While this skein was soaking in the tub upstairs, I decided that, rather than working on a spinning project I've already got going, I'd start another one. (This time of year is pretty much the only time I do that sort of thing, by the way.) I grabbed my most recent Southern Cross Fibre shipment, a yummy Bond/suri alpaca blend, and got to work. Here's what the fiber looks like:
I decided to spin another two-ply fingering weight with this, and to keep the colors a bit interesting, I split the top for a fractal spin. Specifically, I split the entire length of top in half, right down the middle, and then split one of the halves in half again the same way. So one ply will go through the color sequence once and the other ply will go through it twice. Here and there the colors will match up, but overall there will be a lot of barberpoling.
Over the past several days, I've also pulled out a spindle project when I've had a few minutes here and there. While in past years of the TdF I've taken a spindle to work to spin during my lunch break, I've skipped that this year as I have knitting to get done during that time, but I haven't wanted to ignore the spindles altogether because the projects I've got going on them have been languishing for a long time.
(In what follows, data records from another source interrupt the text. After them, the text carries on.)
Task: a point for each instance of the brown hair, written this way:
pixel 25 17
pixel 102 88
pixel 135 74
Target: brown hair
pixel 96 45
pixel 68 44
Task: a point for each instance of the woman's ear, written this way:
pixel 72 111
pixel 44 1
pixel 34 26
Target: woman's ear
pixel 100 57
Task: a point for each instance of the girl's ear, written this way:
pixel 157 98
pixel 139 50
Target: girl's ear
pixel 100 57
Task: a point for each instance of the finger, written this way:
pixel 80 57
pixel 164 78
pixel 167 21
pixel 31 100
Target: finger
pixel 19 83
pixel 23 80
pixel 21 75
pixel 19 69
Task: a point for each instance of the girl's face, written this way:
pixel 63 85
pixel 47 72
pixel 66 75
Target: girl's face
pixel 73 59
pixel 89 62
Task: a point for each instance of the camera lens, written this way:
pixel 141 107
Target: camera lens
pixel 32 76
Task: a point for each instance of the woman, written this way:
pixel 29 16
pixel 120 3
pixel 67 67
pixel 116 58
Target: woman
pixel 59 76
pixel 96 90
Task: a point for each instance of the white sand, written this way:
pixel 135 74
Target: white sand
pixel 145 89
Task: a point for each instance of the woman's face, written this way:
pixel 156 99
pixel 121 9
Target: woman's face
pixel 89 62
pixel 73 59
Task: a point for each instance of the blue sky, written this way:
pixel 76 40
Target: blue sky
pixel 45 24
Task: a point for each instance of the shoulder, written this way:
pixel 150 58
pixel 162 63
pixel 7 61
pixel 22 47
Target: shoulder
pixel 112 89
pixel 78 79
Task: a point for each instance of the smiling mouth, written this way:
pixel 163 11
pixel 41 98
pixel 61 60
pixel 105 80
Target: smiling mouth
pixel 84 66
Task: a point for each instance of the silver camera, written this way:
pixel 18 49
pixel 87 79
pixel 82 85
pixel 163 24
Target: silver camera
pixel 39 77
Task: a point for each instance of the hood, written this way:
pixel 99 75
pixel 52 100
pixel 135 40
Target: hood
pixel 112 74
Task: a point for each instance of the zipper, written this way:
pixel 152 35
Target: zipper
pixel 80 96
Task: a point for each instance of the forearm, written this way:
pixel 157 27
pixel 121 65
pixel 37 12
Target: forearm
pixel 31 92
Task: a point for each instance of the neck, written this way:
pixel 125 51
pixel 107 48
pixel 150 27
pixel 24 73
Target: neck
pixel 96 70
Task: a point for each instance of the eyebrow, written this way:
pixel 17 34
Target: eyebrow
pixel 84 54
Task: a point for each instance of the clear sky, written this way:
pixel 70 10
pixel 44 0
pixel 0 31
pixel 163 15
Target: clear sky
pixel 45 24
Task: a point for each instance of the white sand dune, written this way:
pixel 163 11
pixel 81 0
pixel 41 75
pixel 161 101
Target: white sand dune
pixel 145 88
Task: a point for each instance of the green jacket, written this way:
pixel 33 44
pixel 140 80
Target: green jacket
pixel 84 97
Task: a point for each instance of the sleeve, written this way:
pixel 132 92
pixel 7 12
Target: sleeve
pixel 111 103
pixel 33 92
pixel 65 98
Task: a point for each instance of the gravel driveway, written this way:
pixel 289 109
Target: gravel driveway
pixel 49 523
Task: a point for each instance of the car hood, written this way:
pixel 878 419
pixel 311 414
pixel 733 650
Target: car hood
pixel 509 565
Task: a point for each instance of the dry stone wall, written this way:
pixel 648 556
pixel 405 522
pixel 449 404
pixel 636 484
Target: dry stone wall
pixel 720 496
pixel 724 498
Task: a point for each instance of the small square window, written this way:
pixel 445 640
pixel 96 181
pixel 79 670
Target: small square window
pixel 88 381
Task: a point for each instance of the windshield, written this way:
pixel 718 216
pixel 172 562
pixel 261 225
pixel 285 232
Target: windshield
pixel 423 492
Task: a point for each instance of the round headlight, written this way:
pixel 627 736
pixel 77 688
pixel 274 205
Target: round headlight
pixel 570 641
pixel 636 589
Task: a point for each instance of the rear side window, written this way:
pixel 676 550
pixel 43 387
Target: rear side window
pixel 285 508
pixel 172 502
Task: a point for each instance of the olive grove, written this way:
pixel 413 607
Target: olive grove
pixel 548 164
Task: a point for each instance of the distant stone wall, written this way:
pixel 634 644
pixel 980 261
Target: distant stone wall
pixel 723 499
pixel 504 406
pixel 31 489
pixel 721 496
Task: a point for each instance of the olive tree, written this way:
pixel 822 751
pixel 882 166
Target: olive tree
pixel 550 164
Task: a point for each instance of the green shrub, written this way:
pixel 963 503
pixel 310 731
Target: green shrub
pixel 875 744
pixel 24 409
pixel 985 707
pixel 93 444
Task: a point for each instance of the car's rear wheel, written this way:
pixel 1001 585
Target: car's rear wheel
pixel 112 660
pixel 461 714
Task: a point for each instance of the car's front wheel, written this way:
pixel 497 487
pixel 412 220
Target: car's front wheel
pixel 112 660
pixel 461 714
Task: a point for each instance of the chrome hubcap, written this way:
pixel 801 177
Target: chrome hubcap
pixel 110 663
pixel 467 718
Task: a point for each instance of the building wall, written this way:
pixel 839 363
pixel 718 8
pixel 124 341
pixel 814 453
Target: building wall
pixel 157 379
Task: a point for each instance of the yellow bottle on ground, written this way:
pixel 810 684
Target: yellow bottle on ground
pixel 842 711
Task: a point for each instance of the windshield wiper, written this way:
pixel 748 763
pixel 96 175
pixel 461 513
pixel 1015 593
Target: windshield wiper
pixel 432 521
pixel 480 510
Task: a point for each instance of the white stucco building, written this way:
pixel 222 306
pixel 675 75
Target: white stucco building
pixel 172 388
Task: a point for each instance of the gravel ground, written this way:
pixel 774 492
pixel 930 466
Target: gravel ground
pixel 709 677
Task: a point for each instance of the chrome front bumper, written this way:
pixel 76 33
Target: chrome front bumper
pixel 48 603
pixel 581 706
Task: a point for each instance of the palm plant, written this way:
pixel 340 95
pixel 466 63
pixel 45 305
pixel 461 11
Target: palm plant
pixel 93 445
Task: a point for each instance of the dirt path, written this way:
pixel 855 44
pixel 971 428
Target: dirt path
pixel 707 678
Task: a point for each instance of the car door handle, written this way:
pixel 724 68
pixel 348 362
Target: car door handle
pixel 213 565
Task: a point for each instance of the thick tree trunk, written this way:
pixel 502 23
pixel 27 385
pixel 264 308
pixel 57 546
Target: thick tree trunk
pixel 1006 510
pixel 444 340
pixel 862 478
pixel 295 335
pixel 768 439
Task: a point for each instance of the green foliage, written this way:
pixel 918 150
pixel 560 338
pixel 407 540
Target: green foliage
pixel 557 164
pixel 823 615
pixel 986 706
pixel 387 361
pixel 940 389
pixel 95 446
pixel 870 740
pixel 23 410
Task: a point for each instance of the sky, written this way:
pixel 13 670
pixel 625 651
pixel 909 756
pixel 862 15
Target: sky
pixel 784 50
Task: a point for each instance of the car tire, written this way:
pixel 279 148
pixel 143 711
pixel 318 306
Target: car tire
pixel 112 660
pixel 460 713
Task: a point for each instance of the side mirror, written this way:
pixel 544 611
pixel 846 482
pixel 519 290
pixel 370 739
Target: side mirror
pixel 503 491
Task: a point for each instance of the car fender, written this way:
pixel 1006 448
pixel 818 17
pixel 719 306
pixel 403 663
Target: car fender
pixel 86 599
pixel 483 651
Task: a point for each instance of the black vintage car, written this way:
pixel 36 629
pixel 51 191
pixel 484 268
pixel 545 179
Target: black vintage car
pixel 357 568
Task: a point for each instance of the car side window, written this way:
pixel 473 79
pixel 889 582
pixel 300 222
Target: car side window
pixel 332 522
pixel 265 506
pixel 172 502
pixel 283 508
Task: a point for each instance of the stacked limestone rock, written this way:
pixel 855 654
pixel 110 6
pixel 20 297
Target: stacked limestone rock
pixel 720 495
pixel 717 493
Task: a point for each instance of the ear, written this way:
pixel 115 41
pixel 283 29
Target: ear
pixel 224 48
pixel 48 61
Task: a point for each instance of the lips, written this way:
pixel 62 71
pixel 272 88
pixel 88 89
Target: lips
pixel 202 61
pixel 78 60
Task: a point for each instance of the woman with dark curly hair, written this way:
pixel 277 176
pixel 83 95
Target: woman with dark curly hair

This one, for instance, was started last year at MDSW. It's a chocolate alpaca/silk blend that's an absolutely dream to spin, but as it wants to be spun into frog hair, it's been very slow going.
I figure that if I can fit in 10-15 minutes on the spindle every day (or at least most days), I might actually see some real progress!
Tonight there's a chance I might skip spinning in favor of knitting -- I really want to get that shawl done!